As we worked with more than 40 other volunteers to put displaced families in first temporary then permanent housing, we were struck by the professionalism, kindness and efficiency of the All Hands staff and volunteers.

Rory Dickens, an architect with extensive experience designing earthquake-resistant bamboo structures, is the on-site project manager for the All Hands Ecuador Earthquake Response project. I worked closely with Rory while we were in Ecuador, helping to document the construction process so that the families receiving All Hands houses would not only have new homes but would also understand how their houses were constructed and why they were earthquake-resistant.

I asked Rory how All Hands was able to respond so well to community needs. He answered that it was about volunteers working together. “All Hands volunteers are people who are passionate about sacrificing their time to help solve these problems and make a change for the better,” he said.. “When we need a translator to address the community, someone steps up to the plate; when we need someone to develop an app and make our data collection more efficient—someone steps up.”

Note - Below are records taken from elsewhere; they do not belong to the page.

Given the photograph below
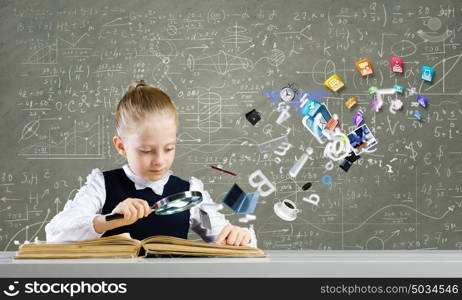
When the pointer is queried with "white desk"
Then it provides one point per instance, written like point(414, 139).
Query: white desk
point(277, 264)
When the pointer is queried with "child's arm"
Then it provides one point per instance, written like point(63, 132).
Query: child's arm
point(218, 221)
point(75, 221)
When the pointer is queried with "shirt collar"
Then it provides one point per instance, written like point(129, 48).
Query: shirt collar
point(157, 186)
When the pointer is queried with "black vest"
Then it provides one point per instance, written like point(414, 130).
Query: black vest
point(119, 187)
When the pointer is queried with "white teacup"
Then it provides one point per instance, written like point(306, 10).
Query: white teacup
point(286, 210)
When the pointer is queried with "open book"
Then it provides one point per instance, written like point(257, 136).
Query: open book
point(123, 246)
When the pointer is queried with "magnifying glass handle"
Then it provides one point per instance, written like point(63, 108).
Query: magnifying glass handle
point(114, 217)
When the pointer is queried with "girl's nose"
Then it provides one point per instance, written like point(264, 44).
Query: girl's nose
point(157, 159)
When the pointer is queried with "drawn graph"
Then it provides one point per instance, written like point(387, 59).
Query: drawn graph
point(56, 143)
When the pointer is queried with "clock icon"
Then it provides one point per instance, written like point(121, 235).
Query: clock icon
point(287, 94)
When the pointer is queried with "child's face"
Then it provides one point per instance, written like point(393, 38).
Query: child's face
point(149, 146)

I experienced this sense of camaraderie both among volunteers and between All Hands and the community personally. As Rory puts it, “Volunteers motivate other volunteers who motivate the community.”


Moving Bamboo - Mark WhaleAll Hands volunteers work together to load bamboo onto the truck that will take it to a construction site. Photo by Mark Whale, courtesy of All Hands Volunteers.

Lots of volunteer organizations can claim enthusiasm, but All Hands combines this enthusiasm with knowledge of how to efficiently and respectfully work with communities. The organization has been responding to natural disasters for more than a decade, and the experience shows.

The volunteer base is a tightly run operation. Nothing is wasted, including time. Volunteers are up at 5:30 a.m., eating the simple, but hearty, breakfast provided by All Hands. Project teams convene at 6:45 a.m., and volunteers are in trucks on the way to construction sites by 7 a.m.

We worked hard each day until 4 p.m. Signs reminded volunteers to protect tools, not waste construction materials, to respect resources. Volunteers were even conscious of the cost of the food being served to them as they worked—if someone had leftovers, they shared. Nothing was wasted.